CX is ranked a key competitive differentiator by 82% of companies, however only 11% self-rate their CX as nine out of 10 or better. These figures highlight just how tough it can be to adapt to digitally-savvy consumers, particularly with the breadth and complexity of day-to-day customer interactions.
Delivering a superior, memorable customer experience is a challenging balancing act, requiring organisations to execute their product vision while prioritizing customers’ demands. It’s also increasingly difficult now that consumers have so many options to choose from, and far more means of expressing dissatisfaction should an experience take a downturn.
But while business leaders—including C-level executives—commonly promote their customer centricity, the reality is many haven’t quite unravelled what that really means for their organisations. And unfortunately, there are still many instances where existing (archaic) policies inhibit the ability to serve the customer.
Although there’s an understanding that customer experience must incorporate traditional telephony, apps, email, web chat and social media, it takes much more than simply providing different platforms for consumers to use. Omnichannel isn’t enough.
In order to optimise customer experience, companies must ask:
How well do our various channels communicate?
How can we reduce the number of times clients need to pass a security check without jeopardising their privacy and data?
Can we start a conversation over web chat, and then move it to phone call or video?
How can we better understand every one of our unique customers?
How can all of these elements be wrapped together to ensure the entire organisation is ready to serve?
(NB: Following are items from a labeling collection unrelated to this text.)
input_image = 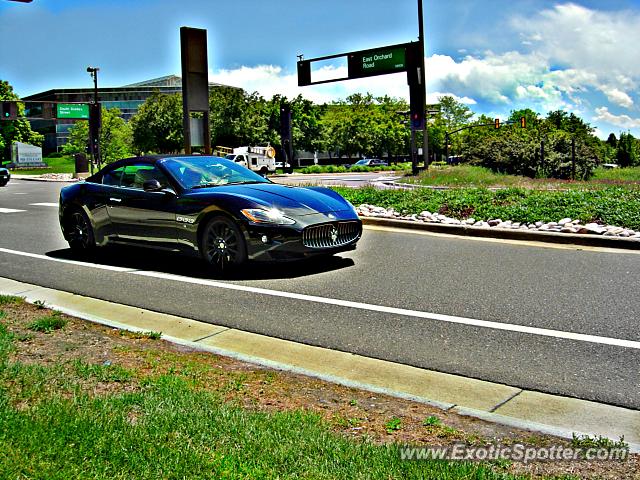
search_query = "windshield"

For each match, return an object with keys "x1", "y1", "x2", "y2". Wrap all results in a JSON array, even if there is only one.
[{"x1": 162, "y1": 157, "x2": 271, "y2": 189}]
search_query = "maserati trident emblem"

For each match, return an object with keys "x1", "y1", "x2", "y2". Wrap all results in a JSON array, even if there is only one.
[{"x1": 331, "y1": 227, "x2": 338, "y2": 243}]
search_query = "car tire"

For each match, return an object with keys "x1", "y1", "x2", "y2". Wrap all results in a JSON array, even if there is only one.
[
  {"x1": 200, "y1": 215, "x2": 247, "y2": 273},
  {"x1": 66, "y1": 209, "x2": 96, "y2": 257}
]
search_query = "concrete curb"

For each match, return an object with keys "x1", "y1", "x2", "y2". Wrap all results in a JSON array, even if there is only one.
[
  {"x1": 0, "y1": 277, "x2": 640, "y2": 453},
  {"x1": 11, "y1": 174, "x2": 79, "y2": 183},
  {"x1": 360, "y1": 217, "x2": 640, "y2": 250}
]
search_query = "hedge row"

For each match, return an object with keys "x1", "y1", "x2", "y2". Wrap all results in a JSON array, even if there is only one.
[{"x1": 334, "y1": 187, "x2": 640, "y2": 230}]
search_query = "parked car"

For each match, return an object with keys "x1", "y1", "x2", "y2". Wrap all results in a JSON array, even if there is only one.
[
  {"x1": 59, "y1": 156, "x2": 362, "y2": 271},
  {"x1": 347, "y1": 158, "x2": 389, "y2": 168},
  {"x1": 0, "y1": 167, "x2": 11, "y2": 187}
]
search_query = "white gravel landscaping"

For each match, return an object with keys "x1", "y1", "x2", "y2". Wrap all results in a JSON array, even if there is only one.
[{"x1": 356, "y1": 203, "x2": 640, "y2": 241}]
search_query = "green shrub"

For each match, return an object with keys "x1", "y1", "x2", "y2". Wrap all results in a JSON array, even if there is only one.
[
  {"x1": 333, "y1": 187, "x2": 640, "y2": 230},
  {"x1": 29, "y1": 312, "x2": 67, "y2": 333}
]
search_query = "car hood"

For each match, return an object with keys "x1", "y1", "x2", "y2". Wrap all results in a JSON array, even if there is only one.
[{"x1": 189, "y1": 183, "x2": 351, "y2": 216}]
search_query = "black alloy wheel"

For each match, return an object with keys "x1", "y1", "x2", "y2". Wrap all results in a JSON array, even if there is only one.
[
  {"x1": 67, "y1": 210, "x2": 96, "y2": 255},
  {"x1": 201, "y1": 217, "x2": 247, "y2": 272}
]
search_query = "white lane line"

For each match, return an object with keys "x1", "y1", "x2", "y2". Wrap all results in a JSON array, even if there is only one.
[
  {"x1": 0, "y1": 248, "x2": 135, "y2": 272},
  {"x1": 131, "y1": 270, "x2": 640, "y2": 350},
  {"x1": 0, "y1": 248, "x2": 640, "y2": 350}
]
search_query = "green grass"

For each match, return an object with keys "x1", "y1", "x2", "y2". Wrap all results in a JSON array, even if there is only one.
[
  {"x1": 0, "y1": 295, "x2": 24, "y2": 305},
  {"x1": 400, "y1": 165, "x2": 640, "y2": 189},
  {"x1": 0, "y1": 316, "x2": 516, "y2": 480},
  {"x1": 29, "y1": 312, "x2": 67, "y2": 333},
  {"x1": 333, "y1": 186, "x2": 640, "y2": 230},
  {"x1": 592, "y1": 167, "x2": 640, "y2": 182},
  {"x1": 401, "y1": 165, "x2": 531, "y2": 187},
  {"x1": 11, "y1": 156, "x2": 76, "y2": 175}
]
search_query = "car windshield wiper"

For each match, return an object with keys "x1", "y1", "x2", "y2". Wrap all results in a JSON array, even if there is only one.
[{"x1": 191, "y1": 180, "x2": 269, "y2": 189}]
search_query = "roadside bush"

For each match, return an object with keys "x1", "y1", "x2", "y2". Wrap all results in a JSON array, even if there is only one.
[{"x1": 333, "y1": 187, "x2": 640, "y2": 230}]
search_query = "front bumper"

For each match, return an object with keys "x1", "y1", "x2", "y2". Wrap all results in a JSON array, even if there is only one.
[{"x1": 245, "y1": 218, "x2": 362, "y2": 261}]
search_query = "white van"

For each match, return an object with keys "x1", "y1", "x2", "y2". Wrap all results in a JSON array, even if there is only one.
[{"x1": 224, "y1": 146, "x2": 276, "y2": 175}]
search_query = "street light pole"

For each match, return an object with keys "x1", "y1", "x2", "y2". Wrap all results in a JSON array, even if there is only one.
[
  {"x1": 418, "y1": 0, "x2": 429, "y2": 169},
  {"x1": 87, "y1": 67, "x2": 101, "y2": 173}
]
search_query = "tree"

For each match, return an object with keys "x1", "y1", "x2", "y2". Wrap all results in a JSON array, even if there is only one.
[
  {"x1": 131, "y1": 92, "x2": 184, "y2": 153},
  {"x1": 434, "y1": 95, "x2": 473, "y2": 157},
  {"x1": 62, "y1": 107, "x2": 133, "y2": 163},
  {"x1": 0, "y1": 80, "x2": 44, "y2": 165},
  {"x1": 616, "y1": 132, "x2": 639, "y2": 167}
]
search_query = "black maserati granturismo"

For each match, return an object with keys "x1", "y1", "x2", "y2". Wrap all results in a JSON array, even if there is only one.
[{"x1": 59, "y1": 156, "x2": 362, "y2": 271}]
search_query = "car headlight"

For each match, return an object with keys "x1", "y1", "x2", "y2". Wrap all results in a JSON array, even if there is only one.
[{"x1": 240, "y1": 208, "x2": 296, "y2": 225}]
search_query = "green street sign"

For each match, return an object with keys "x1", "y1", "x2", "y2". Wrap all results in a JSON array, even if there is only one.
[
  {"x1": 356, "y1": 48, "x2": 405, "y2": 74},
  {"x1": 348, "y1": 44, "x2": 411, "y2": 78},
  {"x1": 56, "y1": 103, "x2": 89, "y2": 120}
]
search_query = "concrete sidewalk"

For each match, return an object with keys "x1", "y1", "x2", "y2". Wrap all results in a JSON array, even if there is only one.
[{"x1": 0, "y1": 278, "x2": 640, "y2": 453}]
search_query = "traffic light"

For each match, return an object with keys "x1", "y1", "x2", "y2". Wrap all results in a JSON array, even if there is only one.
[
  {"x1": 406, "y1": 43, "x2": 426, "y2": 130},
  {"x1": 0, "y1": 102, "x2": 18, "y2": 120}
]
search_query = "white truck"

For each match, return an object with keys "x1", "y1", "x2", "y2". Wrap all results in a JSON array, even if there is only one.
[{"x1": 216, "y1": 146, "x2": 276, "y2": 175}]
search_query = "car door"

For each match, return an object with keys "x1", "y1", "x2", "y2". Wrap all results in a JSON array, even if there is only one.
[{"x1": 108, "y1": 162, "x2": 177, "y2": 248}]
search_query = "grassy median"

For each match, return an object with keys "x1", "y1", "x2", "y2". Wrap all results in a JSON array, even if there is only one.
[
  {"x1": 0, "y1": 295, "x2": 638, "y2": 480},
  {"x1": 0, "y1": 296, "x2": 540, "y2": 479}
]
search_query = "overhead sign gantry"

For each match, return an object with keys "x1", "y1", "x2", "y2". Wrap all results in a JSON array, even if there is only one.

All of these questions have something in common: they require a modern platform that is flexible enough to meet every customer’s unique needs, as well as the ability to collect and analyse data to inform intelligent decisions that will boost the value the brand can deliver. To effectively serve customers, companies need to consolidate touch points to deliver a consistent, seamless experience through various channels—but they must also ensure that every team member—in any role—is a customer experience expert who has the right tools and data when they get a query.
At Avaya, we have fundamentally transformed our services delivery model. We enable our clients to create experiences that align to the needs of their businesses while catering for the expectations of their customers. By developing a flexible software core that can be customised to almost every customer experience scenario, we are helping organisations become ready to serve, which leads to maximised customer satisfaction and subsequent retention.
Customer experience is of such prominence that analyst firm IDC argued the evolving contact centre market is buoyed by business leaders’ focus on improving CX. This demonstrates the opportunity at hand, however organisations must do more than simply provide a selection of channels for consumers to use. Long wait times are perceived as unacceptable—the limited flow of data within an omnichannel environment should be too. Companies need to let their customers determine value. And that is the approach Avaya has adopted in order to fulfil our role as the communications company for digital transformation.